Bambang menambahkan, Cina yang saat ini memiliki dana besar justru tidak termasuk dalam incaran pembiayaan ekuitas dari luar negeri. PINA, menurut Bambang, terutama ditujukan untuk equity financing dan masih terus berproses. “Target utamanya bukan Cina.”
Menurut Bambang, PINA lebih ditargetkan menjaring pembiayaan dari Amerika Utara, Eropa, dan Australia. “Cina ini mungkin sifatnya lebih kepada FDI, jadi investasi langsung di dalam infrastruktur," ujarnya.
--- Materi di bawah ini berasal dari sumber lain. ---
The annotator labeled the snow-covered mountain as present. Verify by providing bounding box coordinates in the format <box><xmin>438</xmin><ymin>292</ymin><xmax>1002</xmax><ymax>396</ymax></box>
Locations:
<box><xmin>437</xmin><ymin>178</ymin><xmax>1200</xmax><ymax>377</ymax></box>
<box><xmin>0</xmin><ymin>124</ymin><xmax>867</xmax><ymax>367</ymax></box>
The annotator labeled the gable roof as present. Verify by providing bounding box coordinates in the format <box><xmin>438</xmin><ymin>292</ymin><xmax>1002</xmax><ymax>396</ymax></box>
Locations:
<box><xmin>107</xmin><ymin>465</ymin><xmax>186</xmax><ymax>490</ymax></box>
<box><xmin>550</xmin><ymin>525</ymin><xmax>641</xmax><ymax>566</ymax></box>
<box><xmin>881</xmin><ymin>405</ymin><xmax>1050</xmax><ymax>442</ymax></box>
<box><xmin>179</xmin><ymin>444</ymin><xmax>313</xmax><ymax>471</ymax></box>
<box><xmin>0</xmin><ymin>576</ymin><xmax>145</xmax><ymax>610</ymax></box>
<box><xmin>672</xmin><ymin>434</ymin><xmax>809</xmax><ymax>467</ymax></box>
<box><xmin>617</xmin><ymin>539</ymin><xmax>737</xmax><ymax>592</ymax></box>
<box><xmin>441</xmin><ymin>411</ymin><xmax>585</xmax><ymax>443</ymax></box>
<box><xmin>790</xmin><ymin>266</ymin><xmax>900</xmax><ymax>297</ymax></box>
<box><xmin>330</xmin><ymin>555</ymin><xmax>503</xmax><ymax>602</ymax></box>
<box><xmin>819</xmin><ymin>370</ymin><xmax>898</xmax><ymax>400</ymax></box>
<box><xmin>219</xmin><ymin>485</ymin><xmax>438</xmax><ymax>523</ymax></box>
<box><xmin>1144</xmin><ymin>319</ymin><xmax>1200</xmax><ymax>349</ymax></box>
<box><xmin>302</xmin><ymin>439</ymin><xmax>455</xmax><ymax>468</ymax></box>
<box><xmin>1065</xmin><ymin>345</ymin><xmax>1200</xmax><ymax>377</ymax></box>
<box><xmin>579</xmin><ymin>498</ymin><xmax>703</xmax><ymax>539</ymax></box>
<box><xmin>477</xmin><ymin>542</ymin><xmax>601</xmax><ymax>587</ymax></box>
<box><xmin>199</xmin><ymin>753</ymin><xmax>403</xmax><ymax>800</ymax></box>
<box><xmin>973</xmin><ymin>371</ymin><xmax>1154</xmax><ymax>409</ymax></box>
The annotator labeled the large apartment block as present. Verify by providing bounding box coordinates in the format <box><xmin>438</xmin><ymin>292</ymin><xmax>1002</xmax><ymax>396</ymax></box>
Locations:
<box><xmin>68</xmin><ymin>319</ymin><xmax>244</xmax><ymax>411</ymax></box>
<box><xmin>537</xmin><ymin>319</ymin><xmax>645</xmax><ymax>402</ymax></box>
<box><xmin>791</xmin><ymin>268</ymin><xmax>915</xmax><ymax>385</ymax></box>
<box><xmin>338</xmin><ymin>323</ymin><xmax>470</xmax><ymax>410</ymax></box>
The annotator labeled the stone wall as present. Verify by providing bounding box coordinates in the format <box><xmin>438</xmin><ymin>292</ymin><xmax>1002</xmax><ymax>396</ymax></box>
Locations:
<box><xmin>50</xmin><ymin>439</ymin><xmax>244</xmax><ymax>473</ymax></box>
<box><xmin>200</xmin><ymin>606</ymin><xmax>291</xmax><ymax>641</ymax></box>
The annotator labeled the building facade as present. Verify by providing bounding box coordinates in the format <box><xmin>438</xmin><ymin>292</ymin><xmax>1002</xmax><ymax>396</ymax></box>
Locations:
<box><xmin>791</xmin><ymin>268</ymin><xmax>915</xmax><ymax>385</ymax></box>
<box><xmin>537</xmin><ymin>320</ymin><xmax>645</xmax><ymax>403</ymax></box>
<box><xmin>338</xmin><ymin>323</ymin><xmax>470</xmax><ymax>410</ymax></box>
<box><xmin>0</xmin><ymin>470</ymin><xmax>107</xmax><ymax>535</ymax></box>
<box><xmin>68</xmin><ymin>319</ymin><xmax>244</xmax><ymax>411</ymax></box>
PINA menjadi alternatif skema pembiayaan yang penting dan menjadi instrumen yang dapat menguntungkan bagi pemerintah dan investor. Skema PINA memiliki potensi investasi yang terdiri atas 20-30 persen pembiayaan dari total ekuitas (equity financing), 70-80 persen pinjaman proyek (project loan) dan obligasi infrastruktur.
Dalam skema PINA, pemerintah juga tidak perlu menggunakan Anggaran Pendapatan dan Belanja Negara (APBN) atau Anggaran Pendapatan Belanja Daerah (APBD) untuk membangun proyek-proyek infrastruktur.
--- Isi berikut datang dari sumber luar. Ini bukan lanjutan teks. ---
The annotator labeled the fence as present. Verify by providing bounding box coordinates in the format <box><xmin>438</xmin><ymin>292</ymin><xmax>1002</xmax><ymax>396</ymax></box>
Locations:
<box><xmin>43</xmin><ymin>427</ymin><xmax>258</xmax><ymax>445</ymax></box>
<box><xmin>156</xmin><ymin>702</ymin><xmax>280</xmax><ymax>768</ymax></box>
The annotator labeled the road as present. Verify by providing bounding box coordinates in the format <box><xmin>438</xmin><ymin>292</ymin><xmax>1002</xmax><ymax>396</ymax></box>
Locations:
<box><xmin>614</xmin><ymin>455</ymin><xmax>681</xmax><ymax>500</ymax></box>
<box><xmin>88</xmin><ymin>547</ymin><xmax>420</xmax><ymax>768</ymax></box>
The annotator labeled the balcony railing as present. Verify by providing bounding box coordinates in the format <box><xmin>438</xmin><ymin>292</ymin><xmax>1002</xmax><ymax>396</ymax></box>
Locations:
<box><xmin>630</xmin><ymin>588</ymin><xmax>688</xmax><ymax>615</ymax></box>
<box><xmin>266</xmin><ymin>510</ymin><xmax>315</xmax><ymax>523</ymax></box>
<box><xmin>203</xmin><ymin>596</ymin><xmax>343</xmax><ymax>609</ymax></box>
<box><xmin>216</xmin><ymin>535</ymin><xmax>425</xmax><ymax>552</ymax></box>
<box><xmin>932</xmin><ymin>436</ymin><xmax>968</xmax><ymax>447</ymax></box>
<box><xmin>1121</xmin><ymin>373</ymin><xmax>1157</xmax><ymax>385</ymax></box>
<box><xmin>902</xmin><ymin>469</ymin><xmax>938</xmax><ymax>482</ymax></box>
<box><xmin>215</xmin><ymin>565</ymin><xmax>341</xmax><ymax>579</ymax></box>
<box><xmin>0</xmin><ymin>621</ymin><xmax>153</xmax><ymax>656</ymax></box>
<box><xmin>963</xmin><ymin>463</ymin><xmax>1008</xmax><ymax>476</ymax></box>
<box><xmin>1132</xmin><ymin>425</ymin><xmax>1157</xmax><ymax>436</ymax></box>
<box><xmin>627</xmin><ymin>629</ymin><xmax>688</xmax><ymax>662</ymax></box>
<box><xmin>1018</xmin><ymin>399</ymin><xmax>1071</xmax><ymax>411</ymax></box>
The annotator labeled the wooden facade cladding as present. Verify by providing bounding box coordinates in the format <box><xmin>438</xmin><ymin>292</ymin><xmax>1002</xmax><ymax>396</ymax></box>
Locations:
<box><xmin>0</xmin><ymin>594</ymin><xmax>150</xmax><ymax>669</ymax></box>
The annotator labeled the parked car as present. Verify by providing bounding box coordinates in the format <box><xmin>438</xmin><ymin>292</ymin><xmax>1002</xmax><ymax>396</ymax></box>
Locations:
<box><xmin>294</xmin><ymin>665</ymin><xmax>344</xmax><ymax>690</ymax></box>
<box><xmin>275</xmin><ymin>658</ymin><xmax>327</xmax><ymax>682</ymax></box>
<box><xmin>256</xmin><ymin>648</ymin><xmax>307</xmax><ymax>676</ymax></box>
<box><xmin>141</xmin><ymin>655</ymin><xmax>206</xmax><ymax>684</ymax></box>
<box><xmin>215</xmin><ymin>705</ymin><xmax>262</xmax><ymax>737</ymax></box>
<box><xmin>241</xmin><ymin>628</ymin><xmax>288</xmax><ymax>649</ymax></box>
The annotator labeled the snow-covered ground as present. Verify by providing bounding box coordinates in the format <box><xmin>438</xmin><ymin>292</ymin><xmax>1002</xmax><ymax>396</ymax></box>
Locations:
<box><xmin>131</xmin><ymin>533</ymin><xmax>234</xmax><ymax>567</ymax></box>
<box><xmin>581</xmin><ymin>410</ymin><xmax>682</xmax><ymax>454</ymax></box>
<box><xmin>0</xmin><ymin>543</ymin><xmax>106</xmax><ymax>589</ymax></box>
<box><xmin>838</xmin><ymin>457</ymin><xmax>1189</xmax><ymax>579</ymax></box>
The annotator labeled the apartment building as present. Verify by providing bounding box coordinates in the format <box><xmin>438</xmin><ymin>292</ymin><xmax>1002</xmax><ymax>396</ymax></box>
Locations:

Keberadaan PINA bertujuan untuk mendorong keterlibatan swasta sebagai investor dalam pembangunan infrastruktur. Besarnya kebutuhan investasi di infrastruktur mendorong pemerintah untuk mengajak keterlibatan sektor swasta sebagai equity investor.
Ke depannya, Bappenas akan mendorong skema PINA karena sangat besar potensinya untuk mempercepat pembangunan infrastruktur yang merata di seluruh wilayah Indonesia. Pada tahun ini, sepuluh proyek infrastruktur dengan total nilai sekitar Rp 200 triliun diharapkan dapat memperoleh pembiayaan dengan skema PINA tersebut dan diproyeksikan naik dua kali lipat atau sekitar Rp 400 triliiun untuk 20 proyek.